JUSTIÇA DO MARANHÃO É A QUE MAIS GASTA NO PAÍS

Os estados menos desenvolvidos do Brasil gastam mais, proporcionalmente ao Produto Interno Bruto (PIB) estadual, para manter a estrutura do Judiciário, segundo dados divulgados nesta quinta-feira (29) pela Associação dos Magistrados Brasileiros (AMB).

O levantamento foi feito pela professora Maria Tereza Sadek, da Universidade de São Paulo (USP), que utilizou os dados da pesquisa “Justiça em Números”, do Conselho Nacional de Justiça (CNJ), divulgada em junho. O estudo do CNJ mostrou que a Justiça brasileira gastou R$ 33,5 bilhões em 2008, quando tramitaram 70 milhões de processos em todos os tribunais.

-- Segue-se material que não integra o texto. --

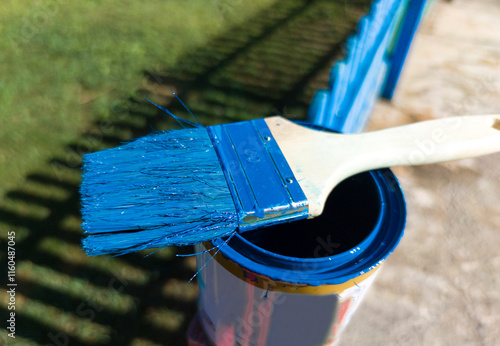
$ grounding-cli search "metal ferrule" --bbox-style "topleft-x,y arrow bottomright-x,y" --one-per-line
207,119 -> 308,231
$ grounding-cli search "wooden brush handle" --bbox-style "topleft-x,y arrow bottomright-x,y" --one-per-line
266,114 -> 500,217
351,114 -> 500,170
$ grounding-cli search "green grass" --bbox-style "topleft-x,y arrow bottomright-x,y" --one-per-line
0,0 -> 272,194
0,0 -> 370,345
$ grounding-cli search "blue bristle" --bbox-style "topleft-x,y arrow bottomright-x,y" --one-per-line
80,127 -> 238,255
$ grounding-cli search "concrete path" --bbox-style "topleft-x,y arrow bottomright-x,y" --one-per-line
340,0 -> 500,346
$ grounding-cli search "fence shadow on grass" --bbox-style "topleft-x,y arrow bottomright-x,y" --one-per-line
0,0 -> 370,345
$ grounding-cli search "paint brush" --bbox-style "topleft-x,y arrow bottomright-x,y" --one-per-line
80,115 -> 500,255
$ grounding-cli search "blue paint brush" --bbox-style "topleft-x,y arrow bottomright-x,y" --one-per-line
80,115 -> 500,255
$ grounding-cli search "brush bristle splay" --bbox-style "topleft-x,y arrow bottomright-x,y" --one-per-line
80,127 -> 238,255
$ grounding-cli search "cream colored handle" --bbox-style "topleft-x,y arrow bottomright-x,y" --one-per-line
266,114 -> 500,217
351,114 -> 500,170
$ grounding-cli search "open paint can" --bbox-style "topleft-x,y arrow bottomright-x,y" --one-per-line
193,169 -> 406,346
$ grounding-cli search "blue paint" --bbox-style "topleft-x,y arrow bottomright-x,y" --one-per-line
80,127 -> 238,255
382,0 -> 428,99
213,169 -> 406,286
308,0 -> 409,133
208,119 -> 308,232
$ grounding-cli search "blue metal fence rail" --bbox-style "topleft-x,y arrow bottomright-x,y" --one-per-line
308,0 -> 426,133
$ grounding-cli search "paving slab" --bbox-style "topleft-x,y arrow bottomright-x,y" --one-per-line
340,0 -> 500,346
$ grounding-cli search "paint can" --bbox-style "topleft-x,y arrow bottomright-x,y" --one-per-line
192,169 -> 406,346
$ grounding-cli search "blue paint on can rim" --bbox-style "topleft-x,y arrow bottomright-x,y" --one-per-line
213,161 -> 406,286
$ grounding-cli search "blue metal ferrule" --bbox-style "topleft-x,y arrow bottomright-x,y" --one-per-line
207,119 -> 309,231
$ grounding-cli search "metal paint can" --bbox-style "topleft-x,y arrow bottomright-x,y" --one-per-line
193,169 -> 406,346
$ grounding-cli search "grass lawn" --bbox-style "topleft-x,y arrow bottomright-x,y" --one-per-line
0,0 -> 370,345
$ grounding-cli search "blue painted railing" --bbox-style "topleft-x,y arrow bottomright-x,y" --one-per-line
308,0 -> 426,133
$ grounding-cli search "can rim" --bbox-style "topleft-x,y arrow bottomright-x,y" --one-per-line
212,169 -> 406,286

Maria Tereza explicou que, embora os estados menos desenvolvidos tenham gasto proporcionalmente maior, o valor absoluto é menor do que nos estados com Índice de Desenvolvimento Humano (IDH) mais elevado. O IDH é o parâmetro da Organização das Nações Unidas (ONU) que classifica regiões de acordo com dados de educação, renda da população, entre outros.

O estado com menor IDH do país é o Maranhão, que gasta 0,92% do PIB estadual com o Judicário. A unidade da Federação com maior gasto proporcional é o Acre, que gasta 1,77% do PIB com o sistema e tem o 7º pior índice de desenvolvimento humano do país.

O Distrito Federal, com o maior IDH, gasta 0,99% do PIB local com o Judiciário. O menor gasto proporcional é registrado no Paraná: 0,43% do PIB local – o Paraná é o 6º entre os estados de melhor IDH. (Confira tabela aqui).

Na pesquisa, a pesquisadora dividiu os estados entre IDH baixo (MA, AL, PI, PB, SE, BA e AC); médio baixo (CE, PE, RN, TO, AM, PA e RO); médio alto (RR, AP, ES, MT, MG, GO e MS) e alto (PR, RJ, RS, SP, SC, e DF). Os estados do grupo alto juntos somam 60% do PIB nacional.

Mesmo com custo maior para manter a Justiça, os estados com menor desenvolvimento humano têm menores índices de juiz por habitante. O levantamento mostra que o Maranhão, por exemplo, tem 4,1 juízes para cada 100 mil habitantes. Enquanto isso, o DF tem 11,2 juízes para cada 100 mil.

Os dados mostram ainda que os magistrados dos locais com maior IDH estão mais sobrecarregados. Nos seis estados com maior IDH, cada juiz analisou até 10 mil processos no ano passado. Nos sete menos desenvolvidos, o máximo analisado por cada magistrado foi de 4,1 mil processos.

A pesquisa mostra ainda, segundo a pesquisadora Maria Tereza, a relação entre o IDH e o número de ações que ingressam na Justiça. “Quanto menor a proporção de pobres, maior é proporção de ações”. Para ela, isso significa que nos estados desenvolvidos as pessoas têm mais consciência de seus direitos.

Com informações do G1.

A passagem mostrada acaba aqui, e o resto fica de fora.